- Спужала, окаянная, парня! Да нешто мне сделается чаво? Этто я травки сонной глонула, как лечь… Вот и сморило.
И вдруг, перемогая комнатный электрический свет, в окне заиграл свет наружный. Однако не утренний, рассветный, а как бы всполохи зарниц. Только не дальние, а словно под окном где-то.
- Што бы так? - заподнимала голову от подушки Олимпиада, с трудом отклеиваясь от постели. - Батюшки, да никак горим?!
…К пылавшему сараю Парамоша примчался первым, успев занырнуть в сапоги, и так, оставаясь без штанов и рубахи, в одних трусах приступил к тушению пожара, а если честно - к смотрению на огонь. Тушить пожар было нечем.
Небо ночью прояснилось, воздух настыл, и на дворе подмораживало.
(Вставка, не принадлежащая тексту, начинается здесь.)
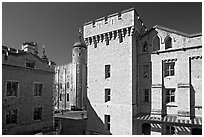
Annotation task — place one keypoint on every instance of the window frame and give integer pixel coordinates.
(146, 71)
(37, 83)
(40, 117)
(156, 47)
(146, 96)
(169, 131)
(170, 97)
(107, 71)
(11, 119)
(107, 122)
(17, 92)
(107, 94)
(67, 97)
(168, 69)
(30, 61)
(168, 42)
(145, 48)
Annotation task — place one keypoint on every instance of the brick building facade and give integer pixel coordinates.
(142, 81)
(71, 80)
(27, 90)
(63, 86)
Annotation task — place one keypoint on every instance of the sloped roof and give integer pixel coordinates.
(15, 52)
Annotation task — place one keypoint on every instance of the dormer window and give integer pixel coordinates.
(145, 47)
(30, 64)
(168, 42)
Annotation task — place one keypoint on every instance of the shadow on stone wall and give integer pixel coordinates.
(94, 123)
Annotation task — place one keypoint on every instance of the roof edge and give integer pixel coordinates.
(177, 32)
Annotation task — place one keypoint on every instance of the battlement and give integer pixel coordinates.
(116, 21)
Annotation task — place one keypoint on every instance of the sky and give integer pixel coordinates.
(55, 24)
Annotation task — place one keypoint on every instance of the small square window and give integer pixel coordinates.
(67, 97)
(38, 89)
(107, 71)
(169, 69)
(146, 95)
(30, 64)
(170, 95)
(107, 95)
(11, 116)
(37, 113)
(146, 71)
(145, 47)
(107, 122)
(11, 88)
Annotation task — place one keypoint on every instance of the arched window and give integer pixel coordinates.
(156, 43)
(145, 47)
(168, 42)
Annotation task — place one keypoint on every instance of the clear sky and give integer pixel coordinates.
(56, 25)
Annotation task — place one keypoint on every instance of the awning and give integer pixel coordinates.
(170, 119)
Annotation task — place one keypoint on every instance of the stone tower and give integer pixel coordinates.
(79, 61)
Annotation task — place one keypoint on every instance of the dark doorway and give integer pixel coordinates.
(196, 131)
(146, 129)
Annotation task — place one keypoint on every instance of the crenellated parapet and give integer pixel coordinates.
(114, 26)
(112, 35)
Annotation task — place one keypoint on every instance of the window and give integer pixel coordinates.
(156, 43)
(170, 95)
(170, 130)
(11, 116)
(145, 47)
(107, 71)
(169, 69)
(168, 42)
(93, 24)
(107, 122)
(145, 71)
(67, 97)
(11, 88)
(60, 96)
(30, 64)
(120, 36)
(94, 42)
(67, 84)
(107, 95)
(107, 39)
(119, 16)
(37, 113)
(38, 89)
(106, 20)
(60, 85)
(146, 95)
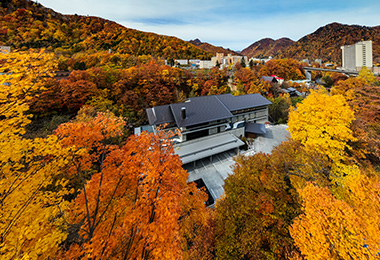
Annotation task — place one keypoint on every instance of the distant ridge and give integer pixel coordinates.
(211, 48)
(325, 42)
(26, 24)
(267, 47)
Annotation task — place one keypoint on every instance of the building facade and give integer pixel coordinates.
(357, 56)
(210, 125)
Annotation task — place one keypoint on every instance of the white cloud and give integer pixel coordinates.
(231, 24)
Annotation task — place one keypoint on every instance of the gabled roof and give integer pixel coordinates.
(234, 103)
(255, 128)
(269, 79)
(200, 110)
(160, 115)
(204, 109)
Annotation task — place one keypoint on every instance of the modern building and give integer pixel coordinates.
(209, 125)
(357, 56)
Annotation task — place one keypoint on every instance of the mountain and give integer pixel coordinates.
(25, 24)
(326, 41)
(267, 47)
(211, 48)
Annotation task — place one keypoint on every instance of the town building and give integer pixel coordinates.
(5, 49)
(206, 64)
(227, 60)
(209, 125)
(357, 56)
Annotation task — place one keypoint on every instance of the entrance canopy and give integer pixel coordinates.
(200, 148)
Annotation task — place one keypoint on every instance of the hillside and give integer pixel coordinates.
(325, 42)
(211, 48)
(26, 24)
(267, 47)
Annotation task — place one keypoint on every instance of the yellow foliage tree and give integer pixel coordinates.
(322, 123)
(335, 229)
(29, 206)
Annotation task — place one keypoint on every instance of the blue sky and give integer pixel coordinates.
(229, 23)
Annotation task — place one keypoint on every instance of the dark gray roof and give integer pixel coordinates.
(269, 79)
(200, 110)
(160, 115)
(255, 128)
(234, 103)
(204, 109)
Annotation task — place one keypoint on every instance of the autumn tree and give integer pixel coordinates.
(252, 218)
(30, 208)
(135, 202)
(322, 123)
(331, 228)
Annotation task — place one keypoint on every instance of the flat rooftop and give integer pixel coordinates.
(206, 147)
(215, 170)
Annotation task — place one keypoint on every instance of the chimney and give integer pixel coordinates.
(183, 113)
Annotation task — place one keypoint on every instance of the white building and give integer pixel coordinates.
(181, 62)
(205, 64)
(357, 56)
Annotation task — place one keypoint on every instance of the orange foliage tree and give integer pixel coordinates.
(331, 228)
(252, 218)
(137, 203)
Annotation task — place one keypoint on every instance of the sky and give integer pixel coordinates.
(233, 24)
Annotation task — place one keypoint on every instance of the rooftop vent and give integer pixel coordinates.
(183, 113)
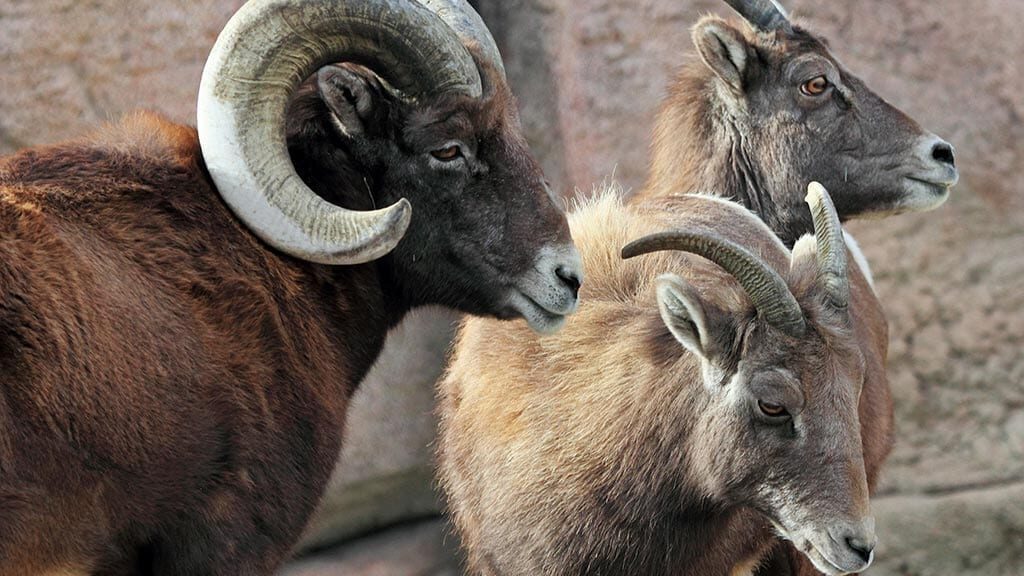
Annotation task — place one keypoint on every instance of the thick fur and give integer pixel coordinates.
(762, 141)
(568, 455)
(172, 388)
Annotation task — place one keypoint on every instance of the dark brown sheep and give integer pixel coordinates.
(177, 352)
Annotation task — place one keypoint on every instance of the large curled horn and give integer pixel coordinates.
(832, 246)
(764, 14)
(766, 288)
(468, 25)
(263, 53)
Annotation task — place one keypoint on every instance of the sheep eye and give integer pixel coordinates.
(815, 86)
(448, 154)
(772, 410)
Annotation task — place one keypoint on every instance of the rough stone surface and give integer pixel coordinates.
(416, 549)
(589, 75)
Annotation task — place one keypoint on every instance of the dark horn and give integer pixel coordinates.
(764, 14)
(832, 246)
(766, 288)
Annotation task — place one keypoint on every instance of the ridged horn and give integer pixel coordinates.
(833, 274)
(764, 14)
(766, 288)
(469, 26)
(260, 57)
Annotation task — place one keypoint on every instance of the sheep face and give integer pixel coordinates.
(779, 429)
(799, 107)
(766, 111)
(487, 235)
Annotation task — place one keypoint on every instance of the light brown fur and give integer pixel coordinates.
(552, 449)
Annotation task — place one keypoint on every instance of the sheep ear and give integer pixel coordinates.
(685, 315)
(723, 48)
(349, 95)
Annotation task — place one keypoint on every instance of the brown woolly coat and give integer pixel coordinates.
(151, 345)
(553, 450)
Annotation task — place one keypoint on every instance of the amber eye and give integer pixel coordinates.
(446, 154)
(815, 86)
(772, 410)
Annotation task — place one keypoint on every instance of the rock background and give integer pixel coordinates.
(590, 75)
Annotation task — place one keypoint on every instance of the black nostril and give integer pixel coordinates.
(943, 153)
(860, 547)
(569, 278)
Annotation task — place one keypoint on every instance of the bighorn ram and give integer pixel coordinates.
(769, 109)
(692, 407)
(172, 385)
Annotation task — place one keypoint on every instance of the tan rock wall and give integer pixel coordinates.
(589, 74)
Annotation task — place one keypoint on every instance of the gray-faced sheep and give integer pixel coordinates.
(691, 409)
(177, 356)
(768, 108)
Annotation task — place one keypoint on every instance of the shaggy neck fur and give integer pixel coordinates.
(701, 146)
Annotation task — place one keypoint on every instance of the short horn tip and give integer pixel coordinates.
(814, 193)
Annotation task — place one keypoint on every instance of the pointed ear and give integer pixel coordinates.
(349, 94)
(723, 48)
(684, 314)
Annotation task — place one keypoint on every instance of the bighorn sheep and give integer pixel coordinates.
(768, 109)
(176, 355)
(690, 407)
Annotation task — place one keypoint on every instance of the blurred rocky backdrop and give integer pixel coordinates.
(590, 75)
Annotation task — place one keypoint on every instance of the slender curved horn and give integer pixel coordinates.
(263, 53)
(832, 246)
(764, 14)
(766, 288)
(468, 25)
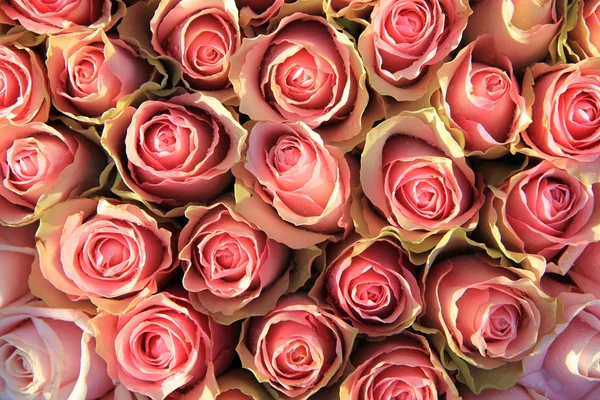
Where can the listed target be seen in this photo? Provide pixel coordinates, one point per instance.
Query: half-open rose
(42, 165)
(101, 250)
(293, 186)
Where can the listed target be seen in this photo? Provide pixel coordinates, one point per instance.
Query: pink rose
(173, 152)
(400, 367)
(297, 348)
(42, 165)
(25, 89)
(370, 284)
(490, 314)
(231, 267)
(163, 346)
(49, 353)
(565, 108)
(293, 186)
(405, 39)
(479, 100)
(91, 74)
(104, 251)
(201, 36)
(17, 251)
(303, 71)
(522, 29)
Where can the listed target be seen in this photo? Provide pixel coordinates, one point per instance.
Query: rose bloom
(416, 179)
(90, 73)
(163, 346)
(489, 314)
(297, 348)
(177, 151)
(201, 36)
(61, 17)
(231, 267)
(49, 353)
(17, 251)
(565, 108)
(370, 284)
(25, 96)
(584, 38)
(479, 100)
(405, 39)
(303, 71)
(522, 30)
(542, 210)
(104, 251)
(400, 367)
(42, 165)
(298, 187)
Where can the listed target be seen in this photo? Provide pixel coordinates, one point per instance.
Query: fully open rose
(297, 348)
(49, 353)
(42, 165)
(163, 346)
(102, 250)
(304, 71)
(400, 367)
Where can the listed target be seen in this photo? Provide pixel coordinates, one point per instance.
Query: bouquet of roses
(294, 199)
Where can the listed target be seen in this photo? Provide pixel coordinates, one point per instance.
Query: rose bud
(479, 100)
(17, 251)
(43, 165)
(162, 347)
(416, 180)
(93, 76)
(292, 186)
(522, 30)
(232, 269)
(103, 251)
(25, 95)
(564, 104)
(490, 314)
(174, 152)
(405, 39)
(200, 36)
(542, 211)
(49, 353)
(61, 17)
(303, 71)
(297, 348)
(400, 367)
(369, 283)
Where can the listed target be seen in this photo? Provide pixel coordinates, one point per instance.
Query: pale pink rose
(45, 17)
(177, 151)
(522, 29)
(297, 348)
(102, 250)
(479, 100)
(564, 100)
(488, 313)
(303, 71)
(163, 347)
(25, 96)
(400, 367)
(405, 39)
(299, 188)
(369, 283)
(201, 35)
(231, 267)
(90, 73)
(42, 165)
(17, 251)
(49, 353)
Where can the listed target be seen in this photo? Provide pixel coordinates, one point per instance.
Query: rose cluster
(300, 199)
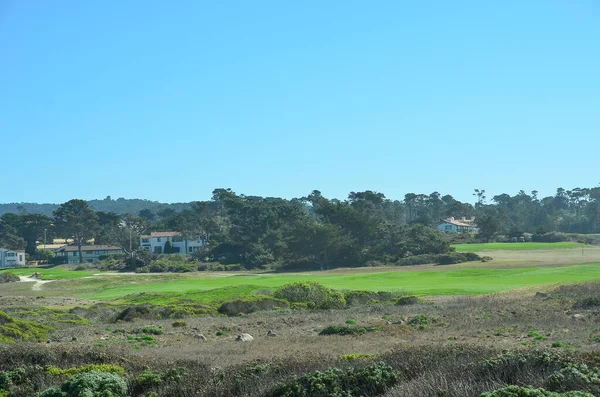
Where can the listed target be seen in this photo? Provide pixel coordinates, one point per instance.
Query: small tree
(75, 219)
(168, 247)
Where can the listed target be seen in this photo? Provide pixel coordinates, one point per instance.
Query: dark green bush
(517, 391)
(552, 237)
(368, 297)
(90, 384)
(313, 294)
(409, 300)
(369, 381)
(151, 329)
(252, 304)
(8, 277)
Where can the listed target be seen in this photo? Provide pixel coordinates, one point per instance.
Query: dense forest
(257, 231)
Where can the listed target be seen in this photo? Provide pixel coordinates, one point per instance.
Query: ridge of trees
(313, 230)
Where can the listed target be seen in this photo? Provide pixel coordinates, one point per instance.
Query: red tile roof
(162, 234)
(70, 248)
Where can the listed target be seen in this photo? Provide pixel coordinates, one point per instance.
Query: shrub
(552, 237)
(151, 329)
(517, 391)
(368, 297)
(155, 378)
(8, 277)
(111, 368)
(356, 356)
(252, 304)
(334, 382)
(575, 376)
(90, 384)
(409, 300)
(313, 294)
(421, 319)
(342, 330)
(299, 306)
(12, 329)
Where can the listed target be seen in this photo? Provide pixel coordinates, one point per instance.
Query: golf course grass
(480, 247)
(451, 282)
(53, 273)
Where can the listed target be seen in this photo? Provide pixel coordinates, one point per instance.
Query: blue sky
(169, 100)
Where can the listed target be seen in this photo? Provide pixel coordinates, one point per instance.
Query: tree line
(259, 231)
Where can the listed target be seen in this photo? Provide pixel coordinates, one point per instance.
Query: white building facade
(155, 243)
(452, 225)
(11, 258)
(90, 253)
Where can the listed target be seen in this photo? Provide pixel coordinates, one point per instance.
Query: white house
(156, 241)
(90, 253)
(11, 258)
(452, 225)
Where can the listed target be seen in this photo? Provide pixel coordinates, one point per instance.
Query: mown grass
(475, 281)
(514, 246)
(54, 273)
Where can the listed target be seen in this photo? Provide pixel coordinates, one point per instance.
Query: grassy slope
(451, 282)
(55, 273)
(514, 246)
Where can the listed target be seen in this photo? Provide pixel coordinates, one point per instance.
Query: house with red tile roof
(463, 225)
(155, 243)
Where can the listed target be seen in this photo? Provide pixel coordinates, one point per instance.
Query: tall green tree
(75, 219)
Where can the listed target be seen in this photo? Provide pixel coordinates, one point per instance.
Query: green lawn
(451, 282)
(514, 246)
(54, 273)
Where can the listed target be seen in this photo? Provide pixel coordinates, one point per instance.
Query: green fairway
(514, 246)
(54, 273)
(451, 282)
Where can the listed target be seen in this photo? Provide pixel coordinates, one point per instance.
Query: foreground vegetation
(523, 344)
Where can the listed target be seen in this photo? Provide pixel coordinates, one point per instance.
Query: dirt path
(37, 286)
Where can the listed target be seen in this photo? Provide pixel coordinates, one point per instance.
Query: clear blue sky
(168, 100)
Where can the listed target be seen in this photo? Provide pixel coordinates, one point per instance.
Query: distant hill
(120, 206)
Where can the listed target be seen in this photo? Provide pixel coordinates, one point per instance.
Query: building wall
(448, 227)
(12, 258)
(88, 256)
(156, 245)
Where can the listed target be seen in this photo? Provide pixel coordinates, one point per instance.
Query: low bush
(517, 391)
(151, 330)
(12, 330)
(356, 298)
(252, 304)
(551, 237)
(90, 384)
(313, 294)
(409, 300)
(372, 380)
(8, 277)
(111, 368)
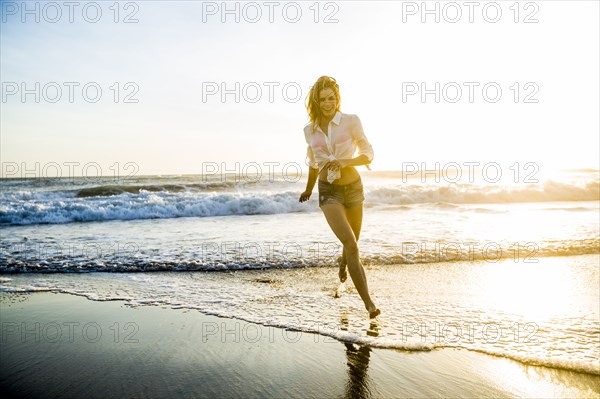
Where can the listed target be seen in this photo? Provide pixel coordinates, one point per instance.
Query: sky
(181, 86)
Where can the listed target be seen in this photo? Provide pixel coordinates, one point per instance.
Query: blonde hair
(312, 99)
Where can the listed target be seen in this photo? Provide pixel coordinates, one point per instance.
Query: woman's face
(327, 103)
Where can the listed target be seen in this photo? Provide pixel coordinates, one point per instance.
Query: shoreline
(57, 344)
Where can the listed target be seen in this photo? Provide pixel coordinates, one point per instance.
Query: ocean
(510, 268)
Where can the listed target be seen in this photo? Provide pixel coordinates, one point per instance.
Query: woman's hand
(305, 196)
(337, 164)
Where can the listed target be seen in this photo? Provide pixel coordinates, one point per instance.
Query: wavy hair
(312, 99)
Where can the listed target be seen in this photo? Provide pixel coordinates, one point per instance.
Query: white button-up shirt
(345, 134)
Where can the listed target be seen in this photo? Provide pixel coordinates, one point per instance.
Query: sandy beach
(59, 345)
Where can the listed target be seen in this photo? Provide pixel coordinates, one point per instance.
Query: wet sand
(59, 345)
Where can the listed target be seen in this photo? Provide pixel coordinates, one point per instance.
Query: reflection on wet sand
(359, 385)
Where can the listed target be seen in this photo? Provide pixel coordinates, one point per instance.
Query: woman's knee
(350, 246)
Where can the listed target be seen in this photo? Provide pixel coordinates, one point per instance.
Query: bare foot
(343, 274)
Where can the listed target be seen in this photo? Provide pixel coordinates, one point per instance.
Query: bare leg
(338, 221)
(354, 216)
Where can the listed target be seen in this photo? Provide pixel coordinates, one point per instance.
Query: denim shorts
(349, 195)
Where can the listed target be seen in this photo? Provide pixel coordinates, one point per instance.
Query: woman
(332, 139)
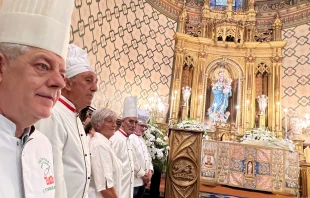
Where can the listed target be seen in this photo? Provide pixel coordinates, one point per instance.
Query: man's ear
(4, 62)
(68, 82)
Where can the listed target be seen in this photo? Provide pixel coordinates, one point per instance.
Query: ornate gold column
(274, 103)
(305, 179)
(249, 101)
(197, 88)
(183, 175)
(176, 83)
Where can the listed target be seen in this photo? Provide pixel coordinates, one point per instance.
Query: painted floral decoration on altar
(192, 125)
(263, 137)
(157, 145)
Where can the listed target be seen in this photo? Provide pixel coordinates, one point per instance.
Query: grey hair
(12, 50)
(99, 115)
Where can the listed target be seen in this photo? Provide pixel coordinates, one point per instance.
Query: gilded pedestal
(183, 174)
(305, 179)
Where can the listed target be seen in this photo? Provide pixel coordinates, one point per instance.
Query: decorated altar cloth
(249, 166)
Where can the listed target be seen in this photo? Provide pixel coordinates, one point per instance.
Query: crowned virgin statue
(222, 91)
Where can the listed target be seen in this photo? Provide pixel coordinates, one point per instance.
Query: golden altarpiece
(226, 50)
(226, 43)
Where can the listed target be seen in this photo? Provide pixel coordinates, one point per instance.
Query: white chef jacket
(143, 157)
(106, 167)
(26, 166)
(65, 131)
(123, 149)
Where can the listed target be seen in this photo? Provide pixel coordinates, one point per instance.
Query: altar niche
(223, 96)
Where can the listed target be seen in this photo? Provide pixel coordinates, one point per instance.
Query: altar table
(249, 166)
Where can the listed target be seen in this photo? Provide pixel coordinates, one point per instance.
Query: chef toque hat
(77, 61)
(130, 107)
(38, 23)
(143, 116)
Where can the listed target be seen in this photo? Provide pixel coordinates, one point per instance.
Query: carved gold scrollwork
(183, 163)
(262, 68)
(277, 59)
(251, 59)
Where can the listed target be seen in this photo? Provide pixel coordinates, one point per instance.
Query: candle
(285, 123)
(214, 113)
(172, 106)
(277, 118)
(175, 98)
(237, 107)
(200, 107)
(307, 153)
(246, 113)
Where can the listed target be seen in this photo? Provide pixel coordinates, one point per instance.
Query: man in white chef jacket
(123, 147)
(143, 157)
(65, 130)
(34, 38)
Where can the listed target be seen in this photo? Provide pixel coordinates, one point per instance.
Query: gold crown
(209, 152)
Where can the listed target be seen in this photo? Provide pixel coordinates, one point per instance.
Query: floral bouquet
(261, 137)
(157, 145)
(192, 125)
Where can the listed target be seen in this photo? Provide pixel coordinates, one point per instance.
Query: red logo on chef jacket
(49, 180)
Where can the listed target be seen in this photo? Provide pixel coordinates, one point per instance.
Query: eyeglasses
(133, 122)
(143, 126)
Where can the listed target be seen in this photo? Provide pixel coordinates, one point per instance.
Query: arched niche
(188, 71)
(233, 71)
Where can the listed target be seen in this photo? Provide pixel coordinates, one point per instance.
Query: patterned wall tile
(130, 46)
(296, 73)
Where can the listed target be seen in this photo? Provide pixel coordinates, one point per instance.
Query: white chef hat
(38, 23)
(130, 107)
(77, 61)
(143, 116)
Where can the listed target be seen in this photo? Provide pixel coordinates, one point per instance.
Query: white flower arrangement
(157, 145)
(261, 137)
(192, 125)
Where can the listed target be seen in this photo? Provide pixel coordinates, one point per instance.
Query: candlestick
(214, 113)
(246, 113)
(307, 153)
(200, 107)
(277, 118)
(285, 123)
(237, 107)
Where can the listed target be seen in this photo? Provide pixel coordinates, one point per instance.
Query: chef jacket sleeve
(52, 128)
(102, 167)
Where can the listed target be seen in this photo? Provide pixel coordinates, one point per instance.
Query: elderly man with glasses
(143, 157)
(122, 146)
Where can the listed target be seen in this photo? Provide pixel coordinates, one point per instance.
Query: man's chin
(44, 112)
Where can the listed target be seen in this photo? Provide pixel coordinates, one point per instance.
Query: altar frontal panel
(249, 166)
Парамоша приплясывал, подставляя дыханию огня то спину, то грудь. Пышущее жаром строеньице занялось скорее всего изнутри, горел в основном верх сарая - стропила и остатки дранчатой кровли, еще до пожара траченной временем, его снегами, дождями, ветрами.
Вот и сейчас ветер, не слишком напористый и все же явственный, отжимал помаленьку огонь от сарая в сторону деревни, упирался горячим лбом в запертый домок Софронихи.
"А ведь там, у Софронихи, - смекал Парамоша, - если туристы не переиграли, дорогостоящая вещь в чулане томится". И тут же забыл про иконку, потому что сарай выплюнул огненный уголек, угодивший Парамоше в голову, затрещавшую палеными волосами. Пришлось отмахиваться от уголька, будто от разъяренной пчелы.
Парамоша засуетился, не давая огню перепрыгнуть с крыши сарая на пристройки дома, крытого шифером, теперь почерневшим и замшелым, но, слава богу, равнодушным к огню.
Притащился Сохатый с ведром воды. Парамоша выплеснул воду на ствол ближайшей к сараю антоновки, еще увешанной плодами, листва которой почти вся облетела, а необлетевшая время от времени вспыхивала прямо на дереве, будто новогодние фонарики. Пеклись, сочась, яблоки, лопалась на них кожура и закипал сок.
Парамоша бросился с ведром к колодцу и на тропе вновь столкнулся с Сохатым. У того в руках поблескивал топор. Когда Парамоша пробегал мимо лесниковой баньки, его облаял петух. Черный, с налившимся кровью глазом стоял он, как на лобном месте, на колоде, глядя в огонь, топчась и помахивая крыльями, и время от времени то ли кашлял, то ли действительно лаял, отрыгивая звуки, словно индюк.
Последним на огонь вынесся полковник Смурыгин. На плече у него балансировал настоящий багор, и это уже было что-то. Попробовали растаскивать жиденькую сараюшку на дрова и тем самым только помогли огню: что-то рухнуло, с треском поехало, сгруппировалось в кучу и тут же занялось еще сильнее. Пока пинали багром сарайку, зевнули еще одно сооружение: как-то разом, будто керосином облитая, вспыхнула покосившаяся будочка, торчавшая на огороде меж сараем и хлевом Софронихи. Предоставив огню доедать скелет сарая, кинулись валить наземь уборную, отволакивать горящие, снизу подгнившие доски в глубь огорода - подальше от избы.
Пришлось Парамоше со ржавыми граблями на крышу коровника взгромоздиться и сгребать этими граблями залетные угольки и трескучие головешки.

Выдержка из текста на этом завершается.